Procédure devant la cour :
Par une requête, enregistrée le 30 janvier 2018, la SARL CMR Lux, représentée par Me B..., demande à la cour :
1°) d'annuler ce jugement du 5 décembre 2017 par lequel le tribunal administratif de Strasbourg a rejeté sa demande tendant à la décharge des rappels de taxe sur la valeur ajoutée qui lui ont été réclamés pour la période du 1er janvier 2008 au 31 décembre 2009, de la cotisation supplémentaire d'impôt sur les sociétés et de l'amende prévue par l'article 1759 du code général des impôts auxquelles elle a été assujettie au titre de l'année 2008, de rectifier le résultat imposable au titre de l'année 2009, et enfin de la décharger des pénalités correspondantes ;
2°) de prononcer la décharge de ces impositions et pénalités ;
3°) de saisir à titre préjudiciel la Cour de justice de l'Union européenne à fin d'interprétation de la directive 2006/112/CE ;
4°) de mettre à la charge de l'Etat une somme de 3 000 euros au titre de l'article L. 761-1 du code de justice administrative ;
Elle soutient que :
- l'administration fiscale lui a refusé à tort à la possibilité de saisir la commission départementale des impôts directs et des taxes sur le chiffre d'affaires ;
- la proposition de rectification du 27 mai 2011 est insuffisamment motivée en méconnaissance de l'article L. 76 du livre des procédures fiscales ;
- c'est à tort que l'administration fiscale a considéré qu'elle disposait d'un établissement stable en France puisqu'elle justifie exercer une activité réelle au Luxembourg ;
- la proposition de rectification du 27 mai 2011 ne comportant pas la signature d'un fonctionnaire ayant au moins le grade d'inspecteur principal, les majorations et amendes ne peuvent lui être appliquées en application des articles L. 80 E et R. 80 E-1 du livre des procédures fiscales.

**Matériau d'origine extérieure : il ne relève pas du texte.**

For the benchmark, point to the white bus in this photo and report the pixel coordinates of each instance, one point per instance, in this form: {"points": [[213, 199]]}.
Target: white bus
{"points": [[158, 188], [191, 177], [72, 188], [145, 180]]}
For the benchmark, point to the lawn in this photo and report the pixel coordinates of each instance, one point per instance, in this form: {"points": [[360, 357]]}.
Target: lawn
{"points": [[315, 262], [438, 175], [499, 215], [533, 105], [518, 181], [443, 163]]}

Par un mémoire en défense, enregistré le 4 juillet 2018, le ministre de l'action et des comptes publics conclut au rejet de la requête.
Il soutient que les moyens soulevés par la SARL CMR Lux ne sont pas fondés.
Vu :
- les autres pièces du dossier ;
Vu :
- la convention fiscale franco-luxembourgeoise du 1er avril 1958 et ses avenants ;
- le code général des impôts et le livre des procédures fiscales ;
- le code de justice administrative.
Les parties ont été régulièrement averties du jour de l'audience.

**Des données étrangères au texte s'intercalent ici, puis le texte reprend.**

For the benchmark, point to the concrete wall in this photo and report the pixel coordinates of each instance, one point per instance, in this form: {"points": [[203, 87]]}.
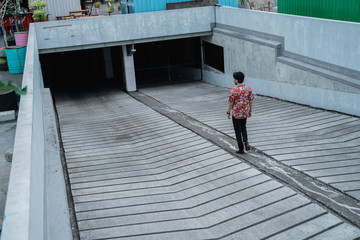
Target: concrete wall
{"points": [[123, 29], [28, 212], [272, 70], [334, 42]]}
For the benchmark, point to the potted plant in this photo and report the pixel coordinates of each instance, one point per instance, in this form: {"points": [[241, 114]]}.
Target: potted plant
{"points": [[3, 63], [244, 4], [110, 9], [11, 40], [39, 13]]}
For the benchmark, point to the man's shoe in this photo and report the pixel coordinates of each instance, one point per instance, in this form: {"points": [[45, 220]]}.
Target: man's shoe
{"points": [[240, 152]]}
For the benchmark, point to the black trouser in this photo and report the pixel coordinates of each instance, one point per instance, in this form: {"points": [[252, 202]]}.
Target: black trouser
{"points": [[240, 132]]}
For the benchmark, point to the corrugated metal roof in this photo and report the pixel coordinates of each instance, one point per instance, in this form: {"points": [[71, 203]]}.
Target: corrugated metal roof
{"points": [[60, 8]]}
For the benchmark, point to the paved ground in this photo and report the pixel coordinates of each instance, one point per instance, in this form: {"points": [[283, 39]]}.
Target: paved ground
{"points": [[325, 145], [136, 174]]}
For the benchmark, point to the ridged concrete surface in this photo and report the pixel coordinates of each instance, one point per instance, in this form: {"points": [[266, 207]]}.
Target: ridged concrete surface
{"points": [[325, 145], [135, 174]]}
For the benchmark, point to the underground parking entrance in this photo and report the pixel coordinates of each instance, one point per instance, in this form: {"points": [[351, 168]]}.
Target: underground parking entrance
{"points": [[154, 63], [168, 62]]}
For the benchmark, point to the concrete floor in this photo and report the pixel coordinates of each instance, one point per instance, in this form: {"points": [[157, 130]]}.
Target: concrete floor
{"points": [[148, 166]]}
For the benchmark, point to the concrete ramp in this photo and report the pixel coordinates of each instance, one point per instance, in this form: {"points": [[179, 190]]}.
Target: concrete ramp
{"points": [[136, 174]]}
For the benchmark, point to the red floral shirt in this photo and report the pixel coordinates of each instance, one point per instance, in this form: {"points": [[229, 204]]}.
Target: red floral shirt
{"points": [[240, 96]]}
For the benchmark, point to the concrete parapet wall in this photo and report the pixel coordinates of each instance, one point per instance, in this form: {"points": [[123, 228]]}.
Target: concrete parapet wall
{"points": [[123, 29], [334, 42], [271, 74], [273, 71], [28, 213], [190, 4]]}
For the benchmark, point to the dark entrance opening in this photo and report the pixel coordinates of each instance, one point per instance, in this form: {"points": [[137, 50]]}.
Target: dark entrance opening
{"points": [[83, 69], [167, 62]]}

Ont été entendus au cours de l'audience publique :
- le rapport de Mme Lambing,
- et les conclusions de Mme Peton, rapporteur public.
Considérant ce qui suit :
1. La société à responsabilité limitée (SARL) CMR Lux, société de droit luxembourgeois, qui a pour activité l'installation de sites de télécommunication, a fait l'objet d'une vérification de comptabilité du 11 février au 13 avril 2011 à l'issue de laquelle l'administration a considéré que la société disposait d'un établissement stable en France. Par proposition de rectification du 27 mai 2011, l'administration lui a notifié, dans le cadre de la procédure de taxation d'office, des rappels de taxe sur la valeur ajoutée pour la période du 1er janvier 2008 au 31 décembre 2009 et une cotisation supplémentaire d'impôt sur les sociétés au titre de l'année 2008. Elle a également rectifié le résultat imposable de la société au titre de l'année 2009, ce qui n'a cependant pas donné lieu à une cotisation supplémentaire d'impôt sur les sociétés, l'exercice étant déficitaire. Dans sa réponse du 2 septembre 2011 aux observations du contribuable, l'administration a confirmé les rectifications et a, en outre, mis à la charge de la SARL CMR Lux l'amende prévue par l'article 1759 du code général des impôts au titre de l'année 2008, faute pour la société d'avoir désigné les bénéficiaires des bénéfices distribués dans le délai de trente jours accordé. La SARL CMR Lux relève appel du jugement du 5 décembre 2017 par lequel le tribunal administratif de Strasbourg a rejeté sa demande.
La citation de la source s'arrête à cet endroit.